Are you sick and tired of spending all of your time running on the treadmill and eating restrictive diets? Are you looking for a way to hack fat loss without ruining your way-of-life? Look no further than CRISPR gene-editing!
In humans, stubborn body fat can be attributed to either white or brown fat. Brown fat, specifically, is used in humans primarily for insulation, and can be tapped into when we are cold or need to ramp up our metabolism to generate heat. This fat is caused by a caloric surplus in humans, and is burned off by engaging in caloric deficit. However, in mice studies conducted by Steven Romanelli, Ormand MacDougald, and colleagues, CRISPR gene-editing offers promising results regarding the topic of brown fat loss in humans.

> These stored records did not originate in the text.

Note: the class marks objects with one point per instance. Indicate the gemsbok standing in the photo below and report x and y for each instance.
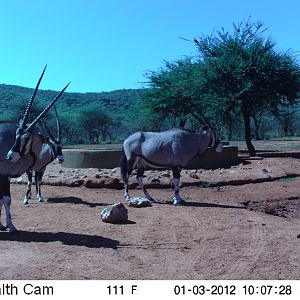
(51, 150)
(172, 149)
(16, 159)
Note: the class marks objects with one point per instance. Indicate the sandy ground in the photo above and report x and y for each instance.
(248, 228)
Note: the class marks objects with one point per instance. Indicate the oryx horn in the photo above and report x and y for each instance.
(25, 117)
(31, 126)
(57, 124)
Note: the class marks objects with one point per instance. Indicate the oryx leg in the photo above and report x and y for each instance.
(139, 179)
(38, 179)
(129, 169)
(29, 184)
(7, 201)
(2, 227)
(177, 200)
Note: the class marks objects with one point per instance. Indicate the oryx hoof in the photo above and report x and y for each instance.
(178, 201)
(12, 229)
(3, 228)
(150, 199)
(40, 199)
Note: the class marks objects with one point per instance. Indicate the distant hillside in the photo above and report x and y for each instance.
(115, 102)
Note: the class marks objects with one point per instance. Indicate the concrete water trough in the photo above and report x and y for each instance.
(109, 158)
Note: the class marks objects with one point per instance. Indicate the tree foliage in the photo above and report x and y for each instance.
(239, 73)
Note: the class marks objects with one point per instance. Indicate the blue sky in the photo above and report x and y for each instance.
(104, 45)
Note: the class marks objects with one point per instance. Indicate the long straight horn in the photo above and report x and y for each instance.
(25, 117)
(57, 124)
(30, 127)
(48, 130)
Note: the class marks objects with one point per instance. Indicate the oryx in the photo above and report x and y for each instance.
(20, 153)
(51, 149)
(171, 149)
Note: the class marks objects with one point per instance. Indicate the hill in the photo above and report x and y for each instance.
(115, 102)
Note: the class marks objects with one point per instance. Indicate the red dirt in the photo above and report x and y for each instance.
(242, 230)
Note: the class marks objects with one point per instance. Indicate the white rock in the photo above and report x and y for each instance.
(116, 213)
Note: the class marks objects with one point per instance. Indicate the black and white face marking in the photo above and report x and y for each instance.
(21, 146)
(215, 142)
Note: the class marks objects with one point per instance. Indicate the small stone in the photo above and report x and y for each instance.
(116, 213)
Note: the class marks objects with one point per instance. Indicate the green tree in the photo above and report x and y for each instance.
(248, 72)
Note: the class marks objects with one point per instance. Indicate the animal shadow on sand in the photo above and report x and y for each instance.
(205, 204)
(75, 200)
(66, 238)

But what exactly is CRISPR gene-editing? CRISPR, or Clustered Regularly Interspaced Short Palindromic Repeat, gene-editing entails organizing short, palindromic DNA sequences of bacteria. These DNA sequences are surprisingly important in the immune function of these bacteria and other microorganisms, making CRISPR an incredibly promising and innovative tool in science research.
Bacteria have short sequences of variable DNA called “spacers” in between CRISPR DNA sequences. This DNA helps protect the bacterium from reinfection from viruses. If any virus were to attack the bacterium, the CRISPR DNA sequences would cut up that viral DNA matching any spacer within the genetic code of the bacterium, preventing it from reinfection.
CRISPR gene-editing works by processing invading viral DNA into short fragments that are inserted into the CRISPR DNA as spacers. Then, CRISPR replicates and spacers in the DNA of the bacterium experience transcription, in which DNA becomes RNA and CRISPR RNAs. These CRISPR RNAs help bacteria kill viruses, as they match the exact DNA as the viral DNA attacking the bacterium.
In mice experiments conducted by Romanelli, MacDougald, and colleagues, has used CRISPR gene-editing to have an enzyme named Cas9 break strands of DNA and a single piece of RNA to be packed into a harmless virus cell that will be delivered into cells in the study, which are brown fat cells in this case. This process has shown to delete several genes, namely the UCP1 gene in mice, that allows brown fat to exist and create heat. However, the mice in the study did not die when exposed to cold environments. They were able to survive despite a huge loss in brown fat.
Accordingly, using CRISPR gene-editing as a tool for brown fat loss in humans provides incredibly promising results. It is certain that, once CRISPR gene-editing becomes available for use in the reduction of brown fat in humans, I will no longer be using the treadmill as my mode of fat-burning and shift toward this method instead.